Roles of Subthreshold Calcium Current and Sodium Current in Spontaneous Firing of Mouse Midbrain Dopamine Neurons

We used a preparation of acutely dissociated neurons to quantify the ionic currents driving the spontaneous firing of substantia nigra pars compacta neurons, isolated from transgenic mice in which the tyrosine hydroxylase promoter drives expression of human placental alkaline phosphatase (PLAP) on the outer surface of the cell membrane. Dissociated neurons identified by fluorescent antibodies to PLAP showed firing properties similar to those of dopaminergic neurons in brain slice, including rhythmic spontaneous firing of broad action potentials and, in some cells, rhythmic oscillatory activity in the presence of tetrodotoxin (TTX). Spontaneous activity in TTX had broader, smaller spikes than normal pacemaking and was stopped by removal of external calcium. Normal pacemaking was also consistently silenced by replacement of external calcium by cobalt and was slowed by more specific calcium channel blockers. Nimodipine produced a slowing of pacemaking frequency. Pacemaking was also slowed by the P/Q-channel blocker ω-Aga-IVA, but the N-type channel blocker ω-conotoxin GVIA had no effect. In voltage-clamp experiments, using records of pacemaking as command voltage, cobalt-sensitive current and TTX-sensitive current were both sizeable at subthreshold voltages between spikes. Cobalt-sensitive current was consistently larger than TTX-sensitive current at interspike voltages from −70 to −50 mV, with TTX-sensitive current larger at voltages positive to −45 mV. These results support previous evidence for a major role of voltage-dependent calcium channels in driving pacemaking of midbrain dopamine neurons and suggest that multiple calcium channel types contribute to this function. The results also show a significant contribution of subthreshold TTX-sensitive sodium current.
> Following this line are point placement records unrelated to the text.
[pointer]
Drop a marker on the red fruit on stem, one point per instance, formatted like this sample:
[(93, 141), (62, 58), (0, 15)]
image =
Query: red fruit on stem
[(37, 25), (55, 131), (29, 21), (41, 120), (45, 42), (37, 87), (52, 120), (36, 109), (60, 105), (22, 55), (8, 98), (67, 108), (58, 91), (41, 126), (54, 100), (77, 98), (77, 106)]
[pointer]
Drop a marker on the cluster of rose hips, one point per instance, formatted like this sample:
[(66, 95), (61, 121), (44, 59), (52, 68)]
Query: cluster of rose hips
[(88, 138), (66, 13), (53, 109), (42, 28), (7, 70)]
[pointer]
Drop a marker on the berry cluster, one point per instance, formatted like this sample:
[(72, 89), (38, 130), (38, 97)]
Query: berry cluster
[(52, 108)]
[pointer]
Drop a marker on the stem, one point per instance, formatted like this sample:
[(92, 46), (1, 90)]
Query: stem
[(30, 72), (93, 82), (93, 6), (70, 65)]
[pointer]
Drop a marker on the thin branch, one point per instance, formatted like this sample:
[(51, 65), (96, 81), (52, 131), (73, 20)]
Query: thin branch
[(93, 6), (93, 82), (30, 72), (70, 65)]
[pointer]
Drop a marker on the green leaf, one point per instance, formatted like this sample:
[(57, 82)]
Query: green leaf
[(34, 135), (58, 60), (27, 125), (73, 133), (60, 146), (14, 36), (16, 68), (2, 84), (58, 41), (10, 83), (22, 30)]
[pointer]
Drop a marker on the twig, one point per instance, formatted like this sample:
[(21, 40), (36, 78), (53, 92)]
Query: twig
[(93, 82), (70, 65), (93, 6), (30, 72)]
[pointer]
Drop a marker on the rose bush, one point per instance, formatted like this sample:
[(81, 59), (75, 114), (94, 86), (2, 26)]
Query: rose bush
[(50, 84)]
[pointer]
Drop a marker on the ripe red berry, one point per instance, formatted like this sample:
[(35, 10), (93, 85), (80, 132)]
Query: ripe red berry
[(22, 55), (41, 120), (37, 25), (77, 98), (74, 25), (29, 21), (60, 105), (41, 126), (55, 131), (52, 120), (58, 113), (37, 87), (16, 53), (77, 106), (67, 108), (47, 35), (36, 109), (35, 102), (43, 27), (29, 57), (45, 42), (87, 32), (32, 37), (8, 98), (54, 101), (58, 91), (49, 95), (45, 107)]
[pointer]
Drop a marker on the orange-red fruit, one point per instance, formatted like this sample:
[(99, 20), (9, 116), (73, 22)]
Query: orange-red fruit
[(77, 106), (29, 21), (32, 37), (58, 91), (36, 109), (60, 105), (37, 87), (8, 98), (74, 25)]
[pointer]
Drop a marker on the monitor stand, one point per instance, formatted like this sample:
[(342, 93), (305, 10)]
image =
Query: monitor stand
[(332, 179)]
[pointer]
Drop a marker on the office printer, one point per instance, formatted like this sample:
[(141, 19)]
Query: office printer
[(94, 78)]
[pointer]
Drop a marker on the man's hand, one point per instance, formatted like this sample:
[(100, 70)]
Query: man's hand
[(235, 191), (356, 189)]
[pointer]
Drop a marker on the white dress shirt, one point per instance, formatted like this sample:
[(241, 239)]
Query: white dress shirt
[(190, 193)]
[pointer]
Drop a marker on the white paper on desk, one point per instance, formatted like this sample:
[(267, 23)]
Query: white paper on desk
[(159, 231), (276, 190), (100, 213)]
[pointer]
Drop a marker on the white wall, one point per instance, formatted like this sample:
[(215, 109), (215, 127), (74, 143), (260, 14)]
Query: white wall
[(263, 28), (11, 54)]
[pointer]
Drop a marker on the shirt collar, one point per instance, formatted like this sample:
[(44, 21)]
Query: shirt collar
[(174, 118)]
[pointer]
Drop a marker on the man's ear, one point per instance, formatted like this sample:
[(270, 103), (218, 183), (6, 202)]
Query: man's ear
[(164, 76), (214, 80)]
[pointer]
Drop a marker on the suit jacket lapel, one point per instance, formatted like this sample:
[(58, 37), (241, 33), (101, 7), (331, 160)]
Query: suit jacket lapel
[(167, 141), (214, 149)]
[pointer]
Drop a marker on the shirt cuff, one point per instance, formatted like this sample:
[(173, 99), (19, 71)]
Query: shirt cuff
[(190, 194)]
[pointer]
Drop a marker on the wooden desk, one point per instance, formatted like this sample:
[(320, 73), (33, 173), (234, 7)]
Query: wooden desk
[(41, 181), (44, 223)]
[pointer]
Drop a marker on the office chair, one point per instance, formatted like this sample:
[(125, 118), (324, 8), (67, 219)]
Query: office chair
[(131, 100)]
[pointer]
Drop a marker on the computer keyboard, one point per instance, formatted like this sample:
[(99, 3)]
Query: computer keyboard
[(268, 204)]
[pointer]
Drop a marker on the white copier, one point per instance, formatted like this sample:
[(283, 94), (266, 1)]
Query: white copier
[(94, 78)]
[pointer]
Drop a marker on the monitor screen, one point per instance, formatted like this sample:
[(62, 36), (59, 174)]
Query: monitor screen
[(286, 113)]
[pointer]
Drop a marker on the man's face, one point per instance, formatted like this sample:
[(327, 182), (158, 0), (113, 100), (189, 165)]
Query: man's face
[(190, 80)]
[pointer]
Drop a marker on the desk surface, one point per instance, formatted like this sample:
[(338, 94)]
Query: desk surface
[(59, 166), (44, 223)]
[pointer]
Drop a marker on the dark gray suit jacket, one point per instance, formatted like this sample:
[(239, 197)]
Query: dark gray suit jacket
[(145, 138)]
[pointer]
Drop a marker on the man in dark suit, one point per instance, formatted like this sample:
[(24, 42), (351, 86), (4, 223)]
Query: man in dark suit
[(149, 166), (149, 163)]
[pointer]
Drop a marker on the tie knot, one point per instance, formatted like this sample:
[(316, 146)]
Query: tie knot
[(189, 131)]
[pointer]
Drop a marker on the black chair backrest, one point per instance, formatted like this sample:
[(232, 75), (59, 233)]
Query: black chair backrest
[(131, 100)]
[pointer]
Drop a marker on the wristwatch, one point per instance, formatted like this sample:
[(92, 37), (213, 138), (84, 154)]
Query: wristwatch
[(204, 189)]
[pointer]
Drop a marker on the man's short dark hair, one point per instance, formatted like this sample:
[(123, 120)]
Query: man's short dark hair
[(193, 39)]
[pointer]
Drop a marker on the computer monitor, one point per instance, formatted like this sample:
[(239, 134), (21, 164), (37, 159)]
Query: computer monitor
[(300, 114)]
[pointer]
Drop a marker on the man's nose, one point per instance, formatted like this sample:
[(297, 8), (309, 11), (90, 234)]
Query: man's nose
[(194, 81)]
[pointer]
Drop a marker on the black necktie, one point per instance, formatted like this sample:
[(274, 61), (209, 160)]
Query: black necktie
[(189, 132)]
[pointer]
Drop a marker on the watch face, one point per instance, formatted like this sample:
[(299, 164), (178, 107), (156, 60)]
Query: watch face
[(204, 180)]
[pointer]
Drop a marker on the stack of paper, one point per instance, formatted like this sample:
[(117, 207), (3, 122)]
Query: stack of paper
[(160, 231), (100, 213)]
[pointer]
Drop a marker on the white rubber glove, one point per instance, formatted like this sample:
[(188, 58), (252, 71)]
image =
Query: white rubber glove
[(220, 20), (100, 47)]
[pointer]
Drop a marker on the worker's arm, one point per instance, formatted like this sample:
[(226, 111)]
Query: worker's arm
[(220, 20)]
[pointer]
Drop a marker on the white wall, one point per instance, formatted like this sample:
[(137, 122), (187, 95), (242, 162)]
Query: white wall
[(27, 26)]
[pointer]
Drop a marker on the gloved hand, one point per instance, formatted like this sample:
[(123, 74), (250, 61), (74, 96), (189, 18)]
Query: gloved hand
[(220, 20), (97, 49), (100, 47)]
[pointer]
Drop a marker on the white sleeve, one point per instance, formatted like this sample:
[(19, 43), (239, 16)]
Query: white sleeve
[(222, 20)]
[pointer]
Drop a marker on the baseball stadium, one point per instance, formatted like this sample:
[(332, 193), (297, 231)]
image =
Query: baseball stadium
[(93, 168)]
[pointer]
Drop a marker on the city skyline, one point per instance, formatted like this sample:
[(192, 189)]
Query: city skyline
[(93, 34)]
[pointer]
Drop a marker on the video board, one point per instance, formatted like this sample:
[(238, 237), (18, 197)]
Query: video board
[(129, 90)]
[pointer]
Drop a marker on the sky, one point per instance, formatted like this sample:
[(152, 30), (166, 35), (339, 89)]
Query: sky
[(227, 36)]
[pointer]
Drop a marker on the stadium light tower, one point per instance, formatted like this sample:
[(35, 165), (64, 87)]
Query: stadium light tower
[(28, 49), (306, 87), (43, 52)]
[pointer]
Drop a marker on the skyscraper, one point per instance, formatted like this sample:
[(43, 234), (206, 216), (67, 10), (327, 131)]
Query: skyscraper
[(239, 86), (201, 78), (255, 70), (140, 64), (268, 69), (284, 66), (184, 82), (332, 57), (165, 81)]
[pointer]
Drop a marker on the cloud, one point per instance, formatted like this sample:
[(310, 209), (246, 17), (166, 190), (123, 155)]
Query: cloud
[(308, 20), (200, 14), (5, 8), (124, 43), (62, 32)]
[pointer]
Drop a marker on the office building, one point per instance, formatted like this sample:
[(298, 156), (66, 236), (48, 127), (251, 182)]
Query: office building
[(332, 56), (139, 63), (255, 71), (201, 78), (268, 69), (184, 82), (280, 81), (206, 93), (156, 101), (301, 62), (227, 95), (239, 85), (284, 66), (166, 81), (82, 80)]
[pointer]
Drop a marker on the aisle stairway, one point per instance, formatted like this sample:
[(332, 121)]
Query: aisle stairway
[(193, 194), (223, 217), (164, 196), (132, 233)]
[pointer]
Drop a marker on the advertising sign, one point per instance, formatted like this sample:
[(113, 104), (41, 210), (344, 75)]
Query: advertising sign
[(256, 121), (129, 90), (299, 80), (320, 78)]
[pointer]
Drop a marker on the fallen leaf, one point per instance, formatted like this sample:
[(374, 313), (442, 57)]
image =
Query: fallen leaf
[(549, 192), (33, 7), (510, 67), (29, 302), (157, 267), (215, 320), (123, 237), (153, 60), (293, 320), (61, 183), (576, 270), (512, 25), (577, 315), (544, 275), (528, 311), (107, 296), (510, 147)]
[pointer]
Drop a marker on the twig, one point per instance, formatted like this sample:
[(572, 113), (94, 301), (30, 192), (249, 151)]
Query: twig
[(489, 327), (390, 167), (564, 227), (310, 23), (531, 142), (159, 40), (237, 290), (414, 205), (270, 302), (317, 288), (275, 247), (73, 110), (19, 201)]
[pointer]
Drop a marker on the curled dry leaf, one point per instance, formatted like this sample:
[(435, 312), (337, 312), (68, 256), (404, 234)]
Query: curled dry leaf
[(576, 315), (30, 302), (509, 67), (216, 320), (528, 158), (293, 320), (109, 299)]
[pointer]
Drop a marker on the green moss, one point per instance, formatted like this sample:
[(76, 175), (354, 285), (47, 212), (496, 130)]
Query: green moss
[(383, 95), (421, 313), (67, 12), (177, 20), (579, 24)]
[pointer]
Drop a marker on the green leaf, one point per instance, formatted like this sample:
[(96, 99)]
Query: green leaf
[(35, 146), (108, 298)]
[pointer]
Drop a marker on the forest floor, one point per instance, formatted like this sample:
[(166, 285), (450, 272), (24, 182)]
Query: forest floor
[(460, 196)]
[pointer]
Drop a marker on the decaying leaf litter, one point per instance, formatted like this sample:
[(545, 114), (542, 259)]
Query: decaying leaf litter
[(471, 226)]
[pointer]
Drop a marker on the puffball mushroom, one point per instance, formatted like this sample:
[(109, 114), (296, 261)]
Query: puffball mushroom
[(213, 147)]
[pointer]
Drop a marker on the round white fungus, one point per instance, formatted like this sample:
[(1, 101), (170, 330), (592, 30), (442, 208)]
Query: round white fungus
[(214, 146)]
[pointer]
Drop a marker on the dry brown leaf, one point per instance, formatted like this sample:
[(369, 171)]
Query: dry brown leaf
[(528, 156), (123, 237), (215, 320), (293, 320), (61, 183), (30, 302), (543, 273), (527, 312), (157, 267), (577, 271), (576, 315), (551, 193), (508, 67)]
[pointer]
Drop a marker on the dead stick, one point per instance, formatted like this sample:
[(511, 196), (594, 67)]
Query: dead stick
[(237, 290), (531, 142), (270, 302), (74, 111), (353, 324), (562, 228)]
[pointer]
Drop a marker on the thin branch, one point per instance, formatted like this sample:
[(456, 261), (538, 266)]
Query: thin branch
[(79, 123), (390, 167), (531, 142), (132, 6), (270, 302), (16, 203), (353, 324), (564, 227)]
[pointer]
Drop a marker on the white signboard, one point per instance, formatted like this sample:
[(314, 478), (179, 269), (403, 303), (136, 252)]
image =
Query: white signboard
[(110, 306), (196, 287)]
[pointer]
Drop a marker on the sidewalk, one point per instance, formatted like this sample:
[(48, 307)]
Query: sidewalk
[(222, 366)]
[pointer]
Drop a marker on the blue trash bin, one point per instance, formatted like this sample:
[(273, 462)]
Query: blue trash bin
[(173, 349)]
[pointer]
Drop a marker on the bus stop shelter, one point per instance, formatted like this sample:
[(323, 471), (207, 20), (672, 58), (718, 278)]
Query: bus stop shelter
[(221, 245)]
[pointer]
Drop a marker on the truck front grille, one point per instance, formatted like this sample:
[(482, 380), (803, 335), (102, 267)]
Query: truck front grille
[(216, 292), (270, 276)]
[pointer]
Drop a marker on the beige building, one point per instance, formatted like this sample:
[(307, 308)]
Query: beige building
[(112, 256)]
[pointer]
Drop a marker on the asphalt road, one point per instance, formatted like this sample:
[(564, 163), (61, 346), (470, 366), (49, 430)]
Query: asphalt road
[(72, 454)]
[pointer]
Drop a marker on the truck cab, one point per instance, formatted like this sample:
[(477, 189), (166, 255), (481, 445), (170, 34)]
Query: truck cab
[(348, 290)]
Inactivation and Recovery of Sodium Currents in Cerebellar Purkinje Neurons: Evidence for Two Mechanisms

We examined the kinetics of voltage-dependent sodium currents in cerebellar Purkinje neurons using whole-cell recording from dissociated neurons. Unlike sodium currents in other cells, recovery from inactivation in Purkinje neurons is accompanied by a sizeable ionic current. Additionally, the extent and speed of recovery depend markedly on the voltage and duration of the prepulse that produces inactivation. Recovery is faster after brief, large depolarizations (e.g., 5 ms at +30 mV) than after long, smaller depolarizations (e.g., 100 ms at -30 mV). On repolarization to -40 mV following brief, large depolarizations, a resurgent sodium current rises and decays in parallel with partial, nonmonotonic recovery from inactivation. These phenomena can be explained by a model that incorporates two mechanisms of inactivation: a conventional mechanism, from which channels recover without conducting current, and a second mechanism, favored by brief, large depolarizations, from which channels recover by passing transiently through the open state. The second mechanism is consistent with voltage-dependent block of channels by a particle that can enter and exit only when channels are open. The sodium current flowing during recovery from this blocked state may depolarize cells immediately after an action potential, promoting the high-frequency firing typical of Purkinje neurons.